The account was started nine days ago and as of 5pm yesterday, kind strangers had donated US$25,337.
“This is my one and only sister, when I was growing up, she took care of me and now at the age of 27, she is one that needs to be taken care of,” an emotional Surdashan said. “The purpose of all of this is just to give her a fighting chance, she has a baby boy that is one year old and she is just starting to get into her life and we want to make sure that she has the opportunity to enjoy her life.”
As Shrivanie wept, her grandmother cradled her son, who babbled and smiled, unaware of the battle his mother is fighting to stay alive.
He is now one and for the past six months, he has grown accustomed to being cared for by his grandparents and great-grandparents.
“What I miss the most is taking care of my child, my mom takes care of my child all of the time, he goes home in-between when his father is around to take care of him and that bothers me the most, it hurts the most because I want to take care of him, I want to hold him, I want to be able to sit on the ground, to play with him and these are things that after a certain point, I can’t go down anymore onto the floor,” Shrivanie said.
She spends her days at her grandparents home, heavily medicated against the pain and describes her life before falling ill as a ‘fairy tale.’
“It causes a lot of pain, so I have to be on heavy pain medication and that medication has a lot of side effects- like dizziness, blurred vision, life before this was like living in a fairy tale and then after it was downhill since then.”
And although the surgery may save her life, Shrivanie will have a difficult road to recovery once it is done and may require therapy for a year afterwards.
“This would cause her to be almost bedridden after and she would need to go through therapy to be able to walk properly and even after this, there is no guarantee as to what could happen, her nerves could get damaged and there are a list of complexities the doctors have provided us with,” Sudarshan explained.

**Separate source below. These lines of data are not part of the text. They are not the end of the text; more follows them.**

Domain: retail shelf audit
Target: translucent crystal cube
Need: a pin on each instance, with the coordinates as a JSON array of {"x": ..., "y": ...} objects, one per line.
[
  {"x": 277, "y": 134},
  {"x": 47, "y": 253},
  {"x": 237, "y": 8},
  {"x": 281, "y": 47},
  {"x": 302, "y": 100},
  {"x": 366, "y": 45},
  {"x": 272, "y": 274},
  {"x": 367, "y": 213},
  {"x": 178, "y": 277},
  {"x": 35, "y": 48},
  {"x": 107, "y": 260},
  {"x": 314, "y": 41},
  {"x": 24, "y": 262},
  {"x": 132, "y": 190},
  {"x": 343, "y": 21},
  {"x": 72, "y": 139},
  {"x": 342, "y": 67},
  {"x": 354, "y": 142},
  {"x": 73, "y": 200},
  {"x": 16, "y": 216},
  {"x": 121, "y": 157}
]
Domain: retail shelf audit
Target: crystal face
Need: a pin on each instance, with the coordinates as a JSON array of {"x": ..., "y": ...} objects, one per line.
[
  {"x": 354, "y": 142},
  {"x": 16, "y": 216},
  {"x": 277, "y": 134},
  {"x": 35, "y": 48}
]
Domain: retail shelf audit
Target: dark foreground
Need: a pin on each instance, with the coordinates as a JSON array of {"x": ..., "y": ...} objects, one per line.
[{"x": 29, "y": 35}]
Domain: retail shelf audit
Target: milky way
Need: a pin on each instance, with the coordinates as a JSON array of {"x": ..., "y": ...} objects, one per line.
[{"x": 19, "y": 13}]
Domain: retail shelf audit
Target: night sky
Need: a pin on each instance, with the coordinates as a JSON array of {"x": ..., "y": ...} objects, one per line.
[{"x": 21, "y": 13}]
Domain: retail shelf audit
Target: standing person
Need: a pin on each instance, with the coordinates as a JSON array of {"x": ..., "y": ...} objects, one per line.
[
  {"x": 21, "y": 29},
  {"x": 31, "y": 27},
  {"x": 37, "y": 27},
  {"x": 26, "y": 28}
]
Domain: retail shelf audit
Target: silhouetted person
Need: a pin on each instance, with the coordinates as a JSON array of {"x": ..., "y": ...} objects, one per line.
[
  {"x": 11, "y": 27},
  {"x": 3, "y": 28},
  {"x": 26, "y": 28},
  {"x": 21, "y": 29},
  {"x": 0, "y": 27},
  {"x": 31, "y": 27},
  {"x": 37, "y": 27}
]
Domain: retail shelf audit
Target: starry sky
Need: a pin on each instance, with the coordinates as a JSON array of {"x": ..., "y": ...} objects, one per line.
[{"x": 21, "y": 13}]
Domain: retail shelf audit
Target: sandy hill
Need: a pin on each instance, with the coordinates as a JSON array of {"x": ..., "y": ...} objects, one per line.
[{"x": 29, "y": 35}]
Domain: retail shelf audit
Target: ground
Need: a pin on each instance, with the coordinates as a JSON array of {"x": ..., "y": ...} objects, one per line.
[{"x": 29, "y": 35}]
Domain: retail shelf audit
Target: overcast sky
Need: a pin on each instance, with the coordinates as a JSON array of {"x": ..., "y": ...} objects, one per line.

Despite the challenge ahead, Shrivanie remains grateful for her family, friends, community and everyone else who has reached out to help her so far.
“I never thought that at 27 I would get to see what my community has for me, I am so grateful for everyone who has assisted. I have neighbours, family, friends who are doing fund raisers, people are going out of their way to do things we didn’t ask them to do to ensure we get the help. And the doctors and nurses at the hospital have been so good to me,” she said.